My question is this: How do I get the records that only exist in filtered_apps? Easiest for me would be to put those unique records into a new array to work with on the csv.
start_date = Date.parse("2022-02-05")
end_date = Date.parse("2022-05-17")
valid_year = start_date.year
dupe_apps = []
uniq_apps = []
# Finding applications that meet my criteria:
filtered_apps = FinancialAssistance::Application.where(
:is_requesting_info_in_mail => true,
:aasm_state => "determined",
:submitted_at => {
"$exists" => true,
"$gte" => start_date,
"$lte" => end_date })
# Finding applications that I want to compare against filtered_apps
previous_apps = FinancialAssistance::Application.where(
is_requesting_info_in_mail: true,
:submitted_at => {
"$exists" => true,
"$gte" => valid_year })
# I'm using this to pull the ID that I'm using for comparison just to make the comparison lighter by only storing the family_id
previous_apps.each do |y|
previous_apps_array << y.family_id
end
# This is where I'm doing my comparison and it is not working.
filtered_apps.each do |app|
if app.family_id.in?(previous_apps_array) == false
then #non_dupe_apps << app
else "No duplicate found for application #{app.hbx_id}"
end
end
end
So what am I doing wrong in the last code section?
Let's check your original method first (I fixed the indentation to make it clearer). There's quite a few issues with it:
filtered_apps.each do |app|
if app.family_id.in?(previous_apps_array) == false
# Where is "#non_dupe_apps" declared? It isn't anywhere in your example...
# Also, "then" is not necessary unless you want a one-line if-statement
then #non_dupe_apps << app
# This doesn't do anything, it's just a string
# You need to use "p" or "puts" to output something to the console
# Note that the "else" is also only triggered when duplicates WERE found...
else "No duplicate found for application #{app.hbx_id}"
end # Extra "end" here, this will mess things up
end
end
Also, you haven't declared previous_apps_array anywhere in your example, you just start adding to it out of nowhere.
Getting the difference between 2 arrays is dead easy in Ruby: just use -!
uniq_apps = filtered_apps - previous_apps
You can also do this with ActiveRecord results, since they are just arrays of ActiveRecord objects.
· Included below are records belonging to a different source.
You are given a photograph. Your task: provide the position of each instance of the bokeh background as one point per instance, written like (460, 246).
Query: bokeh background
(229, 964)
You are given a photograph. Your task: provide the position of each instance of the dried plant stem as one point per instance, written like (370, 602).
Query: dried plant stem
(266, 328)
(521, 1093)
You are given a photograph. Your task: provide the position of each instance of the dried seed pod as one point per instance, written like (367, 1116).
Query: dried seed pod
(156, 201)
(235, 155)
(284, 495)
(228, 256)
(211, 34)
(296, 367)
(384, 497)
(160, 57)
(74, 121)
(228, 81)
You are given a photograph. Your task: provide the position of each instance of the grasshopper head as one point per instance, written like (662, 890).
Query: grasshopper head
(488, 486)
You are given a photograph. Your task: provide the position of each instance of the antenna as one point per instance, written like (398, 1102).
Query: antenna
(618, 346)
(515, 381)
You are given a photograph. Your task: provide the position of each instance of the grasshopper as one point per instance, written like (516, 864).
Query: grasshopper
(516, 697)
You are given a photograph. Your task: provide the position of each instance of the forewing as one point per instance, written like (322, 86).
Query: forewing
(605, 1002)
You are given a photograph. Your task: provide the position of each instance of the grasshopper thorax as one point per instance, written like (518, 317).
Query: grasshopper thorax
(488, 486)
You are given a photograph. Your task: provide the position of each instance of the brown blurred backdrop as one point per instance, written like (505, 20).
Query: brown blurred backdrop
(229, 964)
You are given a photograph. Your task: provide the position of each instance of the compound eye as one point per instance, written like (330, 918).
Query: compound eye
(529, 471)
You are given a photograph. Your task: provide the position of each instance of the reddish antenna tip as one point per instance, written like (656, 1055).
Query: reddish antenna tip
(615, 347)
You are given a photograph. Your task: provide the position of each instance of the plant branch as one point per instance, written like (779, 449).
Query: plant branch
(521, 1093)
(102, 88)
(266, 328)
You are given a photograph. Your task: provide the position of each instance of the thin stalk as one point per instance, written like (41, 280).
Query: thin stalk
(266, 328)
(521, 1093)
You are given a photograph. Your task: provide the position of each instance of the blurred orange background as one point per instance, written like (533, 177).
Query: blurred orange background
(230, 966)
However, this doesn't help if you specifically need to compare results using the family_id column.
TIP: Getting the values of only a specific column/columns from your database is probably best done with the pluck or select method if you don't need to store any other data about those objects. With pluck, you only get an array of values in the result, not the full objects. select works a bit differently and returns ActiveRecord objects, but filters out everything but the selected columns. select is usually better in nested queries, since it doesn't trigger a separate query when used as a part of another query, while pluck always triggers one.
# Querying straight from the database
# This is what I would recommend, but it doesn't print the values of duplicates
uniq_apps = filtered_apps.where.not(family_id: previous_apps.select(:family_id))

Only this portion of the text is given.